In what’s being called the largest foreign investment in U.S. history, Taiwan Semiconductor Manufacturing Company (TSMC) has announced a $100 billion expansion plan to build multiple advanced chip packaging facilities in Arizona. The announcement marks a turning point in the intensifying AI and semiconductor rivalry between the United States and China.

With over 90% of the world’s advanced chips produced by TSMC, this development is more than just economic—it’s geopolitical. The investment aims to fortify America’s supply chain resilience while elevating the U.S. as a critical node in the global AI race.

Why Advanced Packaging Is the New Battleground

While most conversations about chips focus on their fabrication, advanced packaging has quietly become the unsung hero of the AI hardware revolution.

In traditional packaging, semiconductor chips are simply encased and mounted onto a motherboard. In advanced packaging—particularly through techniques like CoWoS (Chips-on-Wafer-on-Substrate)—multiple types of chips (GPUs, CPUs, memory units) are placed in ultra-close proximity, dramatically improving performance, reducing energy use, and slashing latency.

“You’re trying to put the chips as close together as possible,” said Dan Nystedt of TrioOrient. “You’re also putting in different solutions to make the connection between the chips very easy.”

Nvidia CEO Jensen Huang, who has championed the technology’s importance, recently declared, “No one has pushed advanced packaging harder than me.”

The CoWoS Boom: From Underdog to AI Hero

Originally invented by former TSMC executive Chiang Shang-yi in 2009, CoWoS was once a little-used technology due to its high cost. Chiang, at one point, had only one customer and described the internal pressure as immense. But the explosive demand for AI computation—sparked in part by the rise of OpenAI’s ChatGPT—turned CoWoS into a critical enabler of next-gen computing.

“The result was beyond our original expectation,” Chiang said in a 2022 oral history recording.

Today, virtually all leading AI chips, including those from Nvidia and AMD, depend on CoWoS to function in high-performance AI servers and data centers. In fact, CoWoS has become so ubiquitous that in Taiwan, it’s now a household name.

Why This Matters for the U.S.

With advanced packaging now recognized as vital to AI dominance, bringing CoWoS capabilities to the U.S. is a strategic masterstroke. The new facilities will complement existing fabrication plants, giving the U.S. what some experts call a “one-stop shop” for end-to-end chip production.

“It ensures that the U.S. has a complete supply chain from advanced manufacturing to advanced packaging,” said Eric Chen of Digitimes Research.

Notably, this reduces the national security risk of having all advanced packaging operations concentrated in Taiwan—a region under increasing geopolitical strain due to rising tensions with China.

A Global Shift in Semiconductor Sovereignty

TSMC’s expansion isn’t happening in a vacuum. South Korea’s Samsung, Intel, and several OSAT (outsourced semiconductor assembly and test) firms like JCET Group (China), Amkor (USA), and ASE Group (Taiwan) are all ramping up their advanced packaging capabilities.

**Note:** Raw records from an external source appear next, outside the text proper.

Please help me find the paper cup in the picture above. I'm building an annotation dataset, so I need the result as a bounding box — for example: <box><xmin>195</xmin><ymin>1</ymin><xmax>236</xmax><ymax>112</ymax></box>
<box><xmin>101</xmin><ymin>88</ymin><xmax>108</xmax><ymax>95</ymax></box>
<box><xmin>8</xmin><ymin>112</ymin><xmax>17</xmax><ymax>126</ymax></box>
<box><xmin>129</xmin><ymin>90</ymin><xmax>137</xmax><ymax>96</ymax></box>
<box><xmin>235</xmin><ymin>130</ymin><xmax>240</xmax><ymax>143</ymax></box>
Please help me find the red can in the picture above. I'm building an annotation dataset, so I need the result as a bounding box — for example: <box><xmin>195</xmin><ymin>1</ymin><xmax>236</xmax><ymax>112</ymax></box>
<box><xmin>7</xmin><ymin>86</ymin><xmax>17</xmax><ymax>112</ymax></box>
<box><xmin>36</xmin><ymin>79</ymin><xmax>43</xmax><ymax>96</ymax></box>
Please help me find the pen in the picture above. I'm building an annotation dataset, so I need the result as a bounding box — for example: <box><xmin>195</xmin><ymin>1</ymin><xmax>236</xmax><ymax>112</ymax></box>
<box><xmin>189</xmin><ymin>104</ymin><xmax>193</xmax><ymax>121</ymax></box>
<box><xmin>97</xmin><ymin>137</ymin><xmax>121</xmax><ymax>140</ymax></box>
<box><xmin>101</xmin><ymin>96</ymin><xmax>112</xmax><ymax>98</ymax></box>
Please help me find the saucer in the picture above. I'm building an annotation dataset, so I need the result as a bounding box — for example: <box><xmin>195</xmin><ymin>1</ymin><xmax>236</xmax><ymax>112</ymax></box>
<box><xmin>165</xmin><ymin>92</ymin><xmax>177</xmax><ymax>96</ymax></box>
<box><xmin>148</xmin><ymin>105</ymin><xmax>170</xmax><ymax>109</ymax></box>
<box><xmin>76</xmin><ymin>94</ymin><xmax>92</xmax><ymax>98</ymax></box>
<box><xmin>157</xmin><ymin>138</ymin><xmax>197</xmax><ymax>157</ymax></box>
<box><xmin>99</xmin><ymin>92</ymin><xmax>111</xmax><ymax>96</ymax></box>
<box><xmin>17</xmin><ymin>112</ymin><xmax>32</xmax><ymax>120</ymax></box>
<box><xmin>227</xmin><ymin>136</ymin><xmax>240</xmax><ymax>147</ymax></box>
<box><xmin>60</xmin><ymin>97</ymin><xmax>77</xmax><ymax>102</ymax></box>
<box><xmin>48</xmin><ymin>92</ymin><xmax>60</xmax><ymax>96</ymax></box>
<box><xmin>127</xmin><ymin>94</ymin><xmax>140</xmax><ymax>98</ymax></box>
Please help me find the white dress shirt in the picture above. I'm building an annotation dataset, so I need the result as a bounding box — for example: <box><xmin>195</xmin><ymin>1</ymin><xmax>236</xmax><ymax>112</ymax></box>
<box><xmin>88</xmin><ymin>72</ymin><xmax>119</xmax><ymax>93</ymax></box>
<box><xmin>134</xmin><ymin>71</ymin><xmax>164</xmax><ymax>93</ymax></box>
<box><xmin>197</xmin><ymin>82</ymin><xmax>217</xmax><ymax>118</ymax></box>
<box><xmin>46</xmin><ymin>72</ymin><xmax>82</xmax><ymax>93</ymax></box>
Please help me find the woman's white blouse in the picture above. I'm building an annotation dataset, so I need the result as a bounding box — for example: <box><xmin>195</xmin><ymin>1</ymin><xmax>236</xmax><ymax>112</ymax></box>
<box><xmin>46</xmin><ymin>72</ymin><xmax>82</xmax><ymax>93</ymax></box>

But TSMC’s Arizona move sets a new precedent. With massive clients like Apple, Nvidia, AMD, Broadcom, and Qualcomm relying on TSMC’s packaging for AI chips, this investment sends a clear message: The U.S. is serious about winning the AI race—not just in software, but in silicon too.

Advanced Packaging is the AI Arms Race’s Secret Weapon

As traditional chip scaling slows and Moore’s Law reaches its limits, advanced packaging has emerged as the lever to keep AI innovation accelerating. What was once an obscure back-end process is now front and center in the world’s most important technological rivalry.

TSMC’s $100 billion bet in Arizona isn’t just about chips. It’s about strategy, security, and the speed of innovation in a world increasingly defined by artificial intelligence. And for the first time, the U.S. may have the tools in place to build the future—chip by chip, layer by layer.